The chef’s relaxed philosophy, expressed to one of the student cooks who asked about what herb and how much to add to a dish, was: “You add, you taste, you try. When it smells good, then it’s gonna taste good.”

Italian cookery is just one of a wide range of courses offered at Eckington Manor. Taught by the school’s own chefs as well as guest tutors, they range from half-hour classes in knife skills to three day courses on learning to live with your Aga.

Most of the ingredients used in the courses are grown on the Manor’s own farm or sourced nearby in the Vale of Evesham.

Staying at Eckington Manor

Cookery students can come for the day or stay on a bed and breakfast or dinner, bed and breakfast basis. Rooms are arranged in several historic buildings on the Eckington Manor Farm, some of which date from the 13th century.

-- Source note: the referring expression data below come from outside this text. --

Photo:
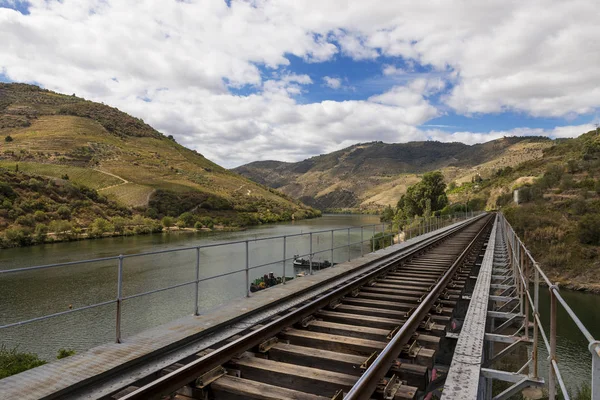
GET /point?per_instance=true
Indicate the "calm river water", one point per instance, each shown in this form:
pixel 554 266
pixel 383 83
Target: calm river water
pixel 32 294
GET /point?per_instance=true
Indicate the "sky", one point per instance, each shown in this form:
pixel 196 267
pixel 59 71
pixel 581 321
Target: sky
pixel 242 81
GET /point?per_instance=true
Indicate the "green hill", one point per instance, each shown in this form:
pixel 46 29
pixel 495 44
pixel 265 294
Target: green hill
pixel 128 163
pixel 373 175
pixel 558 215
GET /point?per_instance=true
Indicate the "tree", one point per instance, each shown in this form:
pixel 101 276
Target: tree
pixel 167 222
pixel 64 212
pixel 100 226
pixel 119 224
pixel 387 215
pixel 428 195
pixel 187 218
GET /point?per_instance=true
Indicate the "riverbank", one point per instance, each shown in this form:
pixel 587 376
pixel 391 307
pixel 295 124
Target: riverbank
pixel 54 237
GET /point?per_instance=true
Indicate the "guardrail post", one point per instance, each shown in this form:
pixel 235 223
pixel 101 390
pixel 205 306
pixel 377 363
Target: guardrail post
pixel 536 302
pixel 119 298
pixel 197 310
pixel 551 374
pixel 283 277
pixel 521 277
pixel 348 244
pixel 595 349
pixel 362 244
pixel 247 271
pixel 373 240
pixel 310 258
pixel 526 284
pixel 332 246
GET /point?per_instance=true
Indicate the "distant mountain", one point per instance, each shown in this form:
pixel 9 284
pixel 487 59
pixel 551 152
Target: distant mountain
pixel 558 215
pixel 372 175
pixel 72 141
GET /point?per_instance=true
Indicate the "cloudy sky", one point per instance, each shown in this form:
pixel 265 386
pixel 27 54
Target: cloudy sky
pixel 241 81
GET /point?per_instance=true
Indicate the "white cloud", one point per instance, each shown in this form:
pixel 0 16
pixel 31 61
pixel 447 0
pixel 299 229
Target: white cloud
pixel 334 83
pixel 478 137
pixel 390 70
pixel 191 58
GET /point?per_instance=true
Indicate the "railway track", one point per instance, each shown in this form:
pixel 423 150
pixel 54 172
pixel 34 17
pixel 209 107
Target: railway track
pixel 373 337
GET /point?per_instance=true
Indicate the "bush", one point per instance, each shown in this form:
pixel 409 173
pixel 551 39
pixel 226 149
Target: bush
pixel 13 362
pixel 26 220
pixel 119 224
pixel 18 236
pixel 64 353
pixel 61 228
pixel 588 229
pixel 167 222
pixel 99 227
pixel 39 216
pixel 187 218
pixel 41 230
pixel 64 212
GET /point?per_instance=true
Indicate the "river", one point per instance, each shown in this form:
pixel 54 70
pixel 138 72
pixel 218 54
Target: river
pixel 31 294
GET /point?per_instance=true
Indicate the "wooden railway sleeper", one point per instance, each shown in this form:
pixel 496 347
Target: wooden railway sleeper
pixel 267 344
pixel 389 387
pixel 207 378
pixel 427 324
pixel 411 350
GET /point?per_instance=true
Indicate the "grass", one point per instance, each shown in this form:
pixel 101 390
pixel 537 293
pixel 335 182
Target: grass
pixel 378 174
pixel 129 193
pixel 13 362
pixel 123 158
pixel 85 176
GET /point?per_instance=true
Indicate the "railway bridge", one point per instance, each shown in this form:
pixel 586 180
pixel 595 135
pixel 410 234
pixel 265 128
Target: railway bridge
pixel 449 309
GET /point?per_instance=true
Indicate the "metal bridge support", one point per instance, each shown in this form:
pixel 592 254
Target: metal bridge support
pixel 495 326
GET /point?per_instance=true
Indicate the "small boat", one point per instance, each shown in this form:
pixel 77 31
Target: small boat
pixel 303 263
pixel 266 281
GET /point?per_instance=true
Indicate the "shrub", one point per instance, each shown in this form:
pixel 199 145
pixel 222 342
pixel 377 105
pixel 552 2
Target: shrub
pixel 588 229
pixel 64 353
pixel 13 362
pixel 39 216
pixel 61 228
pixel 187 218
pixel 167 222
pixel 119 224
pixel 26 220
pixel 99 227
pixel 64 212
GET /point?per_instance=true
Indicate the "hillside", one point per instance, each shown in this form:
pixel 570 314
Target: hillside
pixel 124 160
pixel 558 215
pixel 373 175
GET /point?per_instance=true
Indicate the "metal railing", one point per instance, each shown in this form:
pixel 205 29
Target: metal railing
pixel 409 229
pixel 524 266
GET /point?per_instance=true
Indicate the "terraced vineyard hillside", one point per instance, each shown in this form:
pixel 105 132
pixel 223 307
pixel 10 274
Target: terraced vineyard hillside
pixel 373 175
pixel 67 138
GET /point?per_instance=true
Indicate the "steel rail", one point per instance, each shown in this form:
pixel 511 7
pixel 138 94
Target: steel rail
pixel 367 383
pixel 187 373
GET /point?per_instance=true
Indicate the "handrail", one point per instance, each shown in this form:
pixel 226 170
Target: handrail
pixel 521 260
pixel 424 225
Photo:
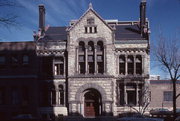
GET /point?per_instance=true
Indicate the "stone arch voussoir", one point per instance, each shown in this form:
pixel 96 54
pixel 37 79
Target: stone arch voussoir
pixel 88 86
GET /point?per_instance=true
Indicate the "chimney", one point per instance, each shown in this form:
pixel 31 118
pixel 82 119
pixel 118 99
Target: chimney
pixel 142 15
pixel 41 18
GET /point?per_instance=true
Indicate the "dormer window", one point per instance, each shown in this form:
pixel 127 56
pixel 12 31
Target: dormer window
pixel 90 27
pixel 90 21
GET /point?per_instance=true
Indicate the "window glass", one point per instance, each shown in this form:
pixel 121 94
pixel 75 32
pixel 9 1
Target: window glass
pixel 168 96
pixel 25 59
pixel 90 21
pixel 2 59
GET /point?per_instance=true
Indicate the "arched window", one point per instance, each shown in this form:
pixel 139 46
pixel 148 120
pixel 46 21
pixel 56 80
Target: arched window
pixel 81 60
pixel 25 60
pixel 53 95
pixel 61 95
pixel 130 64
pixel 90 46
pixel 122 65
pixel 58 66
pixel 81 46
pixel 138 64
pixel 100 58
pixel 90 57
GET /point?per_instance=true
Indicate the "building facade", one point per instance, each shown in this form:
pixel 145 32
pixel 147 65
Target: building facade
pixel 92 67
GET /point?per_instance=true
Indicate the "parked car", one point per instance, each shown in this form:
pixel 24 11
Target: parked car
pixel 160 111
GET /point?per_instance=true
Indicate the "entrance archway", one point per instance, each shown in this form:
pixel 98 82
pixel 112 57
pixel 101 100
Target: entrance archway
pixel 92 103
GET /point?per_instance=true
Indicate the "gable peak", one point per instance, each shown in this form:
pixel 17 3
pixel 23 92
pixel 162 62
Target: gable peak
pixel 90 6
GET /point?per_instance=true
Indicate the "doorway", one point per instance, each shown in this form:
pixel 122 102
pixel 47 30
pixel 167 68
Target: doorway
pixel 92 103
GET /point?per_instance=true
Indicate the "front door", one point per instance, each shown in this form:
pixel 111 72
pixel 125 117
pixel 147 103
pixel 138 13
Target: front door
pixel 91 104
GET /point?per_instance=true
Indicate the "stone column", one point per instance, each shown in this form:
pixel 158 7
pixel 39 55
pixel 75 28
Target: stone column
pixel 137 94
pixel 126 65
pixel 77 60
pixel 104 60
pixel 57 97
pixel 95 59
pixel 118 94
pixel 134 64
pixel 125 94
pixel 118 64
pixel 143 59
pixel 64 96
pixel 86 59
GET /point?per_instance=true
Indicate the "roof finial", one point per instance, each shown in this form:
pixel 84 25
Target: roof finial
pixel 90 6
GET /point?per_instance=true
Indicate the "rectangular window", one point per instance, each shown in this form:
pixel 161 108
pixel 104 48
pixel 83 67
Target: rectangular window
pixel 168 95
pixel 2 95
pixel 122 65
pixel 25 96
pixel 15 96
pixel 81 58
pixel 58 69
pixel 14 60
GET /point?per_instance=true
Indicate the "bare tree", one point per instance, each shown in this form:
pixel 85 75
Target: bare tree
pixel 144 100
pixel 167 54
pixel 9 19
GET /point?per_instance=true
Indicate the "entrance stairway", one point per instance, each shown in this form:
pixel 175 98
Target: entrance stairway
pixel 100 118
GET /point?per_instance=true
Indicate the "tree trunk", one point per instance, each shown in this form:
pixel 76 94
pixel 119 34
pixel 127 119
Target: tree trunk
pixel 174 99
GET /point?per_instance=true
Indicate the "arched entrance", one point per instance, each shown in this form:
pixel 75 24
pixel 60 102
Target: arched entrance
pixel 92 103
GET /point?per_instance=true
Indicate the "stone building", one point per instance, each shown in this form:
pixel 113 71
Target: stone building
pixel 92 67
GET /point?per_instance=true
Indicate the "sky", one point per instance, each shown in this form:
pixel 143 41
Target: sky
pixel 164 17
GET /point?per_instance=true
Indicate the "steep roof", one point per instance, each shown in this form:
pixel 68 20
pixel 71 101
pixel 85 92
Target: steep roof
pixel 56 33
pixel 94 12
pixel 163 82
pixel 17 46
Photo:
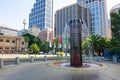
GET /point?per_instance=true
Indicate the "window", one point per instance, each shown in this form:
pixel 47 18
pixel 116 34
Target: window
pixel 13 41
pixel 7 40
pixel 1 40
pixel 6 47
pixel 23 43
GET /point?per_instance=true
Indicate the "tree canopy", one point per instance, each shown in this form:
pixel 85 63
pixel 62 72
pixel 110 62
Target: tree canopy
pixel 115 22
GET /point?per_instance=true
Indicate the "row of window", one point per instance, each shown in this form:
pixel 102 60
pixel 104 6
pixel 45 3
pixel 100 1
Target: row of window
pixel 13 41
pixel 1 48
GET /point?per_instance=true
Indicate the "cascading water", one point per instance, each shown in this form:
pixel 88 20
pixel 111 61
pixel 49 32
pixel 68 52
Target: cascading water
pixel 72 40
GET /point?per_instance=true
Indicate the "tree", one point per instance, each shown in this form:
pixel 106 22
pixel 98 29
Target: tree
pixel 26 41
pixel 33 40
pixel 56 42
pixel 45 47
pixel 34 49
pixel 115 22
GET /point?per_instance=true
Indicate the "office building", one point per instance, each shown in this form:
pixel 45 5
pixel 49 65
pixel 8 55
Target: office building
pixel 4 30
pixel 11 44
pixel 46 35
pixel 34 30
pixel 115 8
pixel 74 11
pixel 42 14
pixel 99 16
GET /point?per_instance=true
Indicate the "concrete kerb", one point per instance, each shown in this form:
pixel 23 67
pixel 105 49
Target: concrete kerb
pixel 53 64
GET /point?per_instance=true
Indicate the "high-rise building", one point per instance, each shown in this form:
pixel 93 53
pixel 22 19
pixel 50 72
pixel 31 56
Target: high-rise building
pixel 46 35
pixel 115 8
pixel 74 11
pixel 4 30
pixel 99 16
pixel 42 14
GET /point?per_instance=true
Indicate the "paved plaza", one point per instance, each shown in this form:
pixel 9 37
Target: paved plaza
pixel 43 71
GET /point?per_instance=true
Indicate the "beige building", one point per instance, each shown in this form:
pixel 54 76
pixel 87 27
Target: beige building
pixel 10 44
pixel 34 31
pixel 46 35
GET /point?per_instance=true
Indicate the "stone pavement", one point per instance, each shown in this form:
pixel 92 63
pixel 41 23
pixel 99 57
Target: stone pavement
pixel 42 71
pixel 8 56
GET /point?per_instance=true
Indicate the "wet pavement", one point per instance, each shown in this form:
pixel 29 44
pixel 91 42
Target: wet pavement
pixel 43 71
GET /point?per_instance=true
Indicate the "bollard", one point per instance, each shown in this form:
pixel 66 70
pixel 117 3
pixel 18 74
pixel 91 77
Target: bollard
pixel 45 58
pixel 115 59
pixel 17 60
pixel 1 63
pixel 32 59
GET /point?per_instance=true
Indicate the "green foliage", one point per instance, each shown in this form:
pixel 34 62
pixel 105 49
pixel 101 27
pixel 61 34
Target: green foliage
pixel 95 43
pixel 45 46
pixel 34 48
pixel 115 21
pixel 114 44
pixel 56 42
pixel 32 40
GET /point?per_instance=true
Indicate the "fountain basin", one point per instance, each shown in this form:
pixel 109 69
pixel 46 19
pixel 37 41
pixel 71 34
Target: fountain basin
pixel 86 65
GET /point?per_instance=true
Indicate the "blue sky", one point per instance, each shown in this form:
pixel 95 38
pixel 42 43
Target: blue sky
pixel 12 12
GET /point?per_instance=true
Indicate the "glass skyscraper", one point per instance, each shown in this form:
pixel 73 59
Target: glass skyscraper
pixel 42 14
pixel 99 20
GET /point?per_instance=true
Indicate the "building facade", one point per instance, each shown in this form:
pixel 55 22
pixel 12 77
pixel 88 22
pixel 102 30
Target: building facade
pixel 74 11
pixel 4 30
pixel 99 16
pixel 11 44
pixel 34 30
pixel 42 14
pixel 46 35
pixel 115 8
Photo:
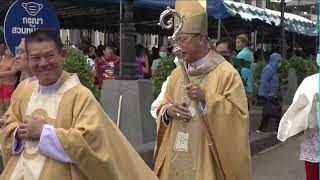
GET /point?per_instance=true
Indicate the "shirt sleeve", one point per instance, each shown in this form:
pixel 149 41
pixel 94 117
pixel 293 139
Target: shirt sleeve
pixel 165 116
pixel 49 145
pixel 17 145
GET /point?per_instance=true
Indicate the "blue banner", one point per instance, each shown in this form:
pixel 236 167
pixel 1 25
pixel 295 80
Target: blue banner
pixel 24 17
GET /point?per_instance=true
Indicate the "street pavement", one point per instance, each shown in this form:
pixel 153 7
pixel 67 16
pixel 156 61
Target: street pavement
pixel 280 162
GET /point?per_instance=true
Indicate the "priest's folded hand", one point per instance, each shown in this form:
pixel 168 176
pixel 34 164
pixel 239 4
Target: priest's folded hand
pixel 31 128
pixel 195 92
pixel 179 111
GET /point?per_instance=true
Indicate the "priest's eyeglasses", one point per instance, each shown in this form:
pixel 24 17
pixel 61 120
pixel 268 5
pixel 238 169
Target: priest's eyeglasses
pixel 183 39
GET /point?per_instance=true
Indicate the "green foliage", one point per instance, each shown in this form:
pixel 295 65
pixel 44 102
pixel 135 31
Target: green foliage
pixel 303 69
pixel 76 63
pixel 160 75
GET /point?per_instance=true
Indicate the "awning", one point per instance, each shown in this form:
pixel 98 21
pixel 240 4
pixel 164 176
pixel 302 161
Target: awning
pixel 293 23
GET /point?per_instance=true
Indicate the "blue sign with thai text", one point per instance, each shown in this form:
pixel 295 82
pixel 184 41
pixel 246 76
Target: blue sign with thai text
pixel 26 16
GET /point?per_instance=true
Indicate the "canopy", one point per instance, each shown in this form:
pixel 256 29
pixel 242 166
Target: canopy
pixel 293 23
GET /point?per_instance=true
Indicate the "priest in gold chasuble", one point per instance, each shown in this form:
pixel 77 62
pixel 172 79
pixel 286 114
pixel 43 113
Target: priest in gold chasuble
pixel 216 90
pixel 57 130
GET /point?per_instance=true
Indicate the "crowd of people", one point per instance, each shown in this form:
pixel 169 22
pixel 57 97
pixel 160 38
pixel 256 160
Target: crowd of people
pixel 52 127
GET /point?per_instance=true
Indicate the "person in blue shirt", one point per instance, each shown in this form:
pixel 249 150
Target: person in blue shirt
pixel 269 85
pixel 246 59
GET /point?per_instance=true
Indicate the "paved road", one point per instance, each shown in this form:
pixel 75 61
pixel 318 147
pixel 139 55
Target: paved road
pixel 280 162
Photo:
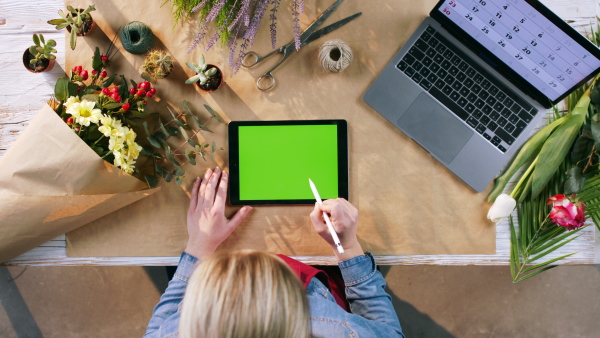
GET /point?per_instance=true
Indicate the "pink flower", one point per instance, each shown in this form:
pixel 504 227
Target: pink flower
pixel 566 213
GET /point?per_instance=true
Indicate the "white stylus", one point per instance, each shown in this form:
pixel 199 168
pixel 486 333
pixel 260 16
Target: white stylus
pixel 336 239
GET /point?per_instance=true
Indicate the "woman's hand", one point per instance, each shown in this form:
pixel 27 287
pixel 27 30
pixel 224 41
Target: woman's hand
pixel 206 222
pixel 344 218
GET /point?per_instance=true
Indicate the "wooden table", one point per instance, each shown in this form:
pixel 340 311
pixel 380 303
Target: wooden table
pixel 23 93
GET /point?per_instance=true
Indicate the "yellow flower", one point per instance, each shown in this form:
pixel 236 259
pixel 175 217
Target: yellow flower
pixel 84 112
pixel 111 126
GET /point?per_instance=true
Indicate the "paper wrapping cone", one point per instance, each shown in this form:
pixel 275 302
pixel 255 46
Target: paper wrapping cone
pixel 51 183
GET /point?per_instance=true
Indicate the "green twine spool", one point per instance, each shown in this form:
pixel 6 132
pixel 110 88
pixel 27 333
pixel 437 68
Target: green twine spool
pixel 137 37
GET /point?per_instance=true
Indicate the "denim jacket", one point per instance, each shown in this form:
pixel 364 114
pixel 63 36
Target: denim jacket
pixel 372 312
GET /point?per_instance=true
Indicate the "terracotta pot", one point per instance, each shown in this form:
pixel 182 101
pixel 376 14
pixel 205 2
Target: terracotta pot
pixel 27 57
pixel 220 83
pixel 89 30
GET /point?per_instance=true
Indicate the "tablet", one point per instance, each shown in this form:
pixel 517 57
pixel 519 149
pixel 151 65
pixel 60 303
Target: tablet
pixel 270 162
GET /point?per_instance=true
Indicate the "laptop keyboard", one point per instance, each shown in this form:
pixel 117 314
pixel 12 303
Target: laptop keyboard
pixel 469 91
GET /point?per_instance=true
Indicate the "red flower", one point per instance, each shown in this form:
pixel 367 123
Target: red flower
pixel 566 213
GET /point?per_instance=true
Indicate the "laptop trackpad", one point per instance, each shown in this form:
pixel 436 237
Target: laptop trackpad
pixel 436 129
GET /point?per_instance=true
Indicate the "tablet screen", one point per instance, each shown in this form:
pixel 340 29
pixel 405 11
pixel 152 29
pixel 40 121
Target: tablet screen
pixel 271 161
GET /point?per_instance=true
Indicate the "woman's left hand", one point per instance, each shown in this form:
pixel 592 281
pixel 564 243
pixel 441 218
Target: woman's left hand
pixel 206 222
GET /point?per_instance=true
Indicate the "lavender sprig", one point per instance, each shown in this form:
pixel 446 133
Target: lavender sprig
pixel 296 14
pixel 273 26
pixel 199 6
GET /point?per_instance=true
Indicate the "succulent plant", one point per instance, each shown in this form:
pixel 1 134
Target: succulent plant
pixel 158 64
pixel 202 74
pixel 75 18
pixel 42 49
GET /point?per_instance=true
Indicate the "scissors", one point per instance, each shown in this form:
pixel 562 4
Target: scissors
pixel 308 36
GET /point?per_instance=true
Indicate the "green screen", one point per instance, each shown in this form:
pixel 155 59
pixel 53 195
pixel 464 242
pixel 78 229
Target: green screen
pixel 276 161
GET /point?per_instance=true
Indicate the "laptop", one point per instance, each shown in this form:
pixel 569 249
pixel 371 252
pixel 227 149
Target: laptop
pixel 473 81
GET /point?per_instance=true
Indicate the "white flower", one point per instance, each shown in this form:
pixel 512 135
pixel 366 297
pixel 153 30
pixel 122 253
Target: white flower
pixel 502 207
pixel 71 100
pixel 84 112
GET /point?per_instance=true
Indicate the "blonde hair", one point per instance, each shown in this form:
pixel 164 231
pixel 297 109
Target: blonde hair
pixel 244 294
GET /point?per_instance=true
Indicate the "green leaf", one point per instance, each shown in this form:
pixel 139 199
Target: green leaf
pixel 556 147
pixel 97 60
pixel 212 112
pixel 109 81
pixel 153 141
pixel 61 89
pixel 574 182
pixel 526 153
pixel 171 158
pixel 145 124
pixel 151 180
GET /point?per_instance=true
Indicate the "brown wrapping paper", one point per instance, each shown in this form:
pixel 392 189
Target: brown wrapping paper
pixel 51 183
pixel 408 202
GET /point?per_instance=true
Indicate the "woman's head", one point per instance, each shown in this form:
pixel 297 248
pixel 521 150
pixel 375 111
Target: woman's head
pixel 244 294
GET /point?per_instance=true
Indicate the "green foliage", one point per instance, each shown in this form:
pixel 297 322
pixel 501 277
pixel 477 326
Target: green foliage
pixel 42 49
pixel 187 152
pixel 79 21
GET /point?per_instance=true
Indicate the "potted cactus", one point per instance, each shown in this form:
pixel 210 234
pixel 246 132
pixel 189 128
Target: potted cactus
pixel 39 58
pixel 208 77
pixel 158 64
pixel 77 21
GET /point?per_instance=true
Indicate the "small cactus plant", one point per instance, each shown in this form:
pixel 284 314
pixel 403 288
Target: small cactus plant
pixel 158 64
pixel 42 49
pixel 202 75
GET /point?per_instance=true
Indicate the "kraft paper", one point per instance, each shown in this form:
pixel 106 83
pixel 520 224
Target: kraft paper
pixel 409 203
pixel 51 183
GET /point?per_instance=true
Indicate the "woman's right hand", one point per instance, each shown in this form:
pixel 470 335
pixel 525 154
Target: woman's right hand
pixel 344 218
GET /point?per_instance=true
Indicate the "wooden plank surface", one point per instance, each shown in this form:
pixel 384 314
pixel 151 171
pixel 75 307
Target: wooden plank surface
pixel 23 93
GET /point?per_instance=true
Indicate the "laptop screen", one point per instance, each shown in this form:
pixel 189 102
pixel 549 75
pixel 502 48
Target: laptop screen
pixel 531 41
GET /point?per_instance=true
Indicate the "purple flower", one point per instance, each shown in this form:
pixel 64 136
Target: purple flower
pixel 273 26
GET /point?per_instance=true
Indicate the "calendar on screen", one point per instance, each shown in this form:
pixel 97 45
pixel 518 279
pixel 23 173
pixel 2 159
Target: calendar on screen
pixel 525 40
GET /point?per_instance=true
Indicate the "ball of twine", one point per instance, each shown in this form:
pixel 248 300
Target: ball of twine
pixel 137 37
pixel 335 55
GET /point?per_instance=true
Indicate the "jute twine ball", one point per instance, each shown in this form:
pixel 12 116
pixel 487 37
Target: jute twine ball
pixel 335 55
pixel 137 37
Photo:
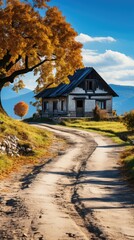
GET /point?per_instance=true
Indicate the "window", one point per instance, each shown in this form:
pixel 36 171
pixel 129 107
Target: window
pixel 45 106
pixel 79 103
pixel 55 105
pixel 89 85
pixel 62 105
pixel 101 104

We stayed in the recently refurbished “Milking Parlour” . Wood floors,  sitting areas with wood-burning stoves and panelled walls, walk-in showers floored with slate and lined with porcelain planks from Fired Earth and flat screen televisions combined to pull off a kind of  legerdemain that made our rooms rustic, luxurious and sophisticated all at the same time.

There are several good walks along the River Avon and around Eckington’s more than 270-acre farm. The village streets of Eckington, adjoining the farm, are lined with what must be among the best concentrations of thatched, half-timbered cottages in Britain.

All in all, an excellent experience and we’ll be returning soon.